Bilateral Swap Arrangements (BSA): India currently has a BSA with Japan as a line of support in case of any balance of payments issue. Under the South Asian Association for Regional Cooperation (SAARC) swap agreement, the requesting central bank can make withdrawals in dollar, Euro and also in rupee.
Developments in the GIFT City: Gujarat International Finance Tec-City (GIFT City) was set up as India’s first International Financial Service Centre (IFSC). It has the potential to develop as a international financial centre for Rupee products and more specifically Rupee derivatives, given the fact that the Rupee derivatives are among the most traded contracts globally.
Indo-Iran Agreement: An agreement was signed between India and Iran for undertaking eligible trade transactions using rupee.
Asian Clearing Union (ACU): RBI had proposed the use of local currencies of members for settlement of ACU transactions and inclusion of rupee as one of the settlement currencies under the ACU.
Rupee as a Designated Foreign Currency in Sri Lanka: This have paved the way for rupee-based bilateral trade between Sri Lanka and India.
Use of Indian Payment Infrastructure: RBI making efforts to increase the global outreach of the UPI system to facilitate cross-border transactions. Various other initiatives have also been undertaken to facilitate cross-border payments, especially personal remittances like the Money Transfer Service Scheme (MTSS).
Other initiatives: RBI has enabled external commercial borrowings in rupees. The recent Foreign Trade Policy (FTP) 2023, proposes invoicing, payment, and settlement of trade in Indian rupees. RBI has permitted rupee settlement of external trade through Special Rupee Vostro Accounts (SRVAs). A total of 18 countries have been allowed to open SRVAs. (A vostro account is held by a bank on behalf of a bank in another country).

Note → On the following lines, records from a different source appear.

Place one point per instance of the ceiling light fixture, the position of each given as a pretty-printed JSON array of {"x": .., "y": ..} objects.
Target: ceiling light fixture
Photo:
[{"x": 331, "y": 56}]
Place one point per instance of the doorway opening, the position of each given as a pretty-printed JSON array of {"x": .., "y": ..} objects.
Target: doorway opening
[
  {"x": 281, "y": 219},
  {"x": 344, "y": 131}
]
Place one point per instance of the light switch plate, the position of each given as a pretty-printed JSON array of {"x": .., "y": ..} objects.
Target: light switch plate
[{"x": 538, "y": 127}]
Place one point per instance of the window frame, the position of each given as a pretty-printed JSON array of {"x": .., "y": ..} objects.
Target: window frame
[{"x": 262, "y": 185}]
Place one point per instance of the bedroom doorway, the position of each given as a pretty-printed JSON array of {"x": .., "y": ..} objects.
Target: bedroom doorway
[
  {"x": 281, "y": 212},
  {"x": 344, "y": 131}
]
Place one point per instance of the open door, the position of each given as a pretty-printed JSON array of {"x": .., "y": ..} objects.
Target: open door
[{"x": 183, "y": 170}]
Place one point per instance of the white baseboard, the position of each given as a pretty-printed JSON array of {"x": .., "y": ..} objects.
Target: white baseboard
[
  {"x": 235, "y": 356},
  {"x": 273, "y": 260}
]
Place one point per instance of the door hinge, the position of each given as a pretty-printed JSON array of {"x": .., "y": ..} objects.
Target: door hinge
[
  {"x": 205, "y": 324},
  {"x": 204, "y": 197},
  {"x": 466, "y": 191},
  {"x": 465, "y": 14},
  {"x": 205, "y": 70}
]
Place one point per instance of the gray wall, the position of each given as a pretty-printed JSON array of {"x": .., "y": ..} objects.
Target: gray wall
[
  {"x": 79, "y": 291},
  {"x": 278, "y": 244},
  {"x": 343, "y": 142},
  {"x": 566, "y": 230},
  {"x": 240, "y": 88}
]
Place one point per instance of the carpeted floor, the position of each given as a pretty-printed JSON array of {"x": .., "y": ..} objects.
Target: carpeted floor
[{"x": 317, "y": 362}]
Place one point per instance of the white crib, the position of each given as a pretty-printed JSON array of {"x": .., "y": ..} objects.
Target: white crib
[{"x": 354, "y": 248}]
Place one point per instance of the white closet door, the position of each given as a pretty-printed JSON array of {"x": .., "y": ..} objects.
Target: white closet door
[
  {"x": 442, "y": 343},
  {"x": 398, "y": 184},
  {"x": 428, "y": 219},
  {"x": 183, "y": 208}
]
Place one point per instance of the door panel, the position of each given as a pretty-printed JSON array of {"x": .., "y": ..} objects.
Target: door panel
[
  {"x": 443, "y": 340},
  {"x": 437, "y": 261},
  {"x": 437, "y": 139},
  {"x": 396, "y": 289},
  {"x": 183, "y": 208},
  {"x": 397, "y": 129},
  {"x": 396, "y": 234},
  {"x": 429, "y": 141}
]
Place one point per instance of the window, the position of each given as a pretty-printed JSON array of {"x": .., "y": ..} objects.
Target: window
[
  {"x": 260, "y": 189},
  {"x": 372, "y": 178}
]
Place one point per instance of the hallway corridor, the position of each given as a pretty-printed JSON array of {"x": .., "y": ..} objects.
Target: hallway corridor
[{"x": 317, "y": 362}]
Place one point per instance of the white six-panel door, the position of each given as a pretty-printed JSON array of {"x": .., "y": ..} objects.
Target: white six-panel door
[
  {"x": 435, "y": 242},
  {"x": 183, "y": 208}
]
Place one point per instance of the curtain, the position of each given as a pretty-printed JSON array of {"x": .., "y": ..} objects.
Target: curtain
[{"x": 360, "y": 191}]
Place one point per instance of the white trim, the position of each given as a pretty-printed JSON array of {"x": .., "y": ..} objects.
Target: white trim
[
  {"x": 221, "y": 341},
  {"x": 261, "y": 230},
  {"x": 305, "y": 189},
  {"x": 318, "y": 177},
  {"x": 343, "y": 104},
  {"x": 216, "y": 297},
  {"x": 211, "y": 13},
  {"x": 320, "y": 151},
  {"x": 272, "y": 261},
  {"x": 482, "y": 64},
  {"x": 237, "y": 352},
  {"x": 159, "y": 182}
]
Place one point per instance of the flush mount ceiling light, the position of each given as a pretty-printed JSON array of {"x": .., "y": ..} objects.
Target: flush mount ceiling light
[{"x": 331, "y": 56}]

What should be the future course of action?
The RBI should pursue a deeper and more liquid rupee bond market to enable foreign investors and Indian trade partners to have more investment options in rupees.
Indian exporters and importers should be encouraged to invoice their transactions in rupee. For this, the trade settlement formalities for rupee import/export transactions should be optimised.
Additional currency swap agreements (as with Sri Lanka) would further allow India to settle trade and investment transactions in rupees.
Tax incentives must be given to foreign businesses to utilise the rupee in operations in India.
Efforts must be made to make the rupee an official currency in international organisations, thereby giving it a higher profile and acceptability.
The Tarapore Committees’ (in 1997 and 2006) recommendations must be pursued including a push to reduce fiscal deficits lower than 3.5%, a reduction in gross inflation rate to 3%-5%, and a reduction in gross banking non-performing assets to less than 5%.
Gradually, the rupee must be made more freely convertible. This would allow foreign investors to easily buy and sell the rupee, enhancing its liquidity and making it more attractive.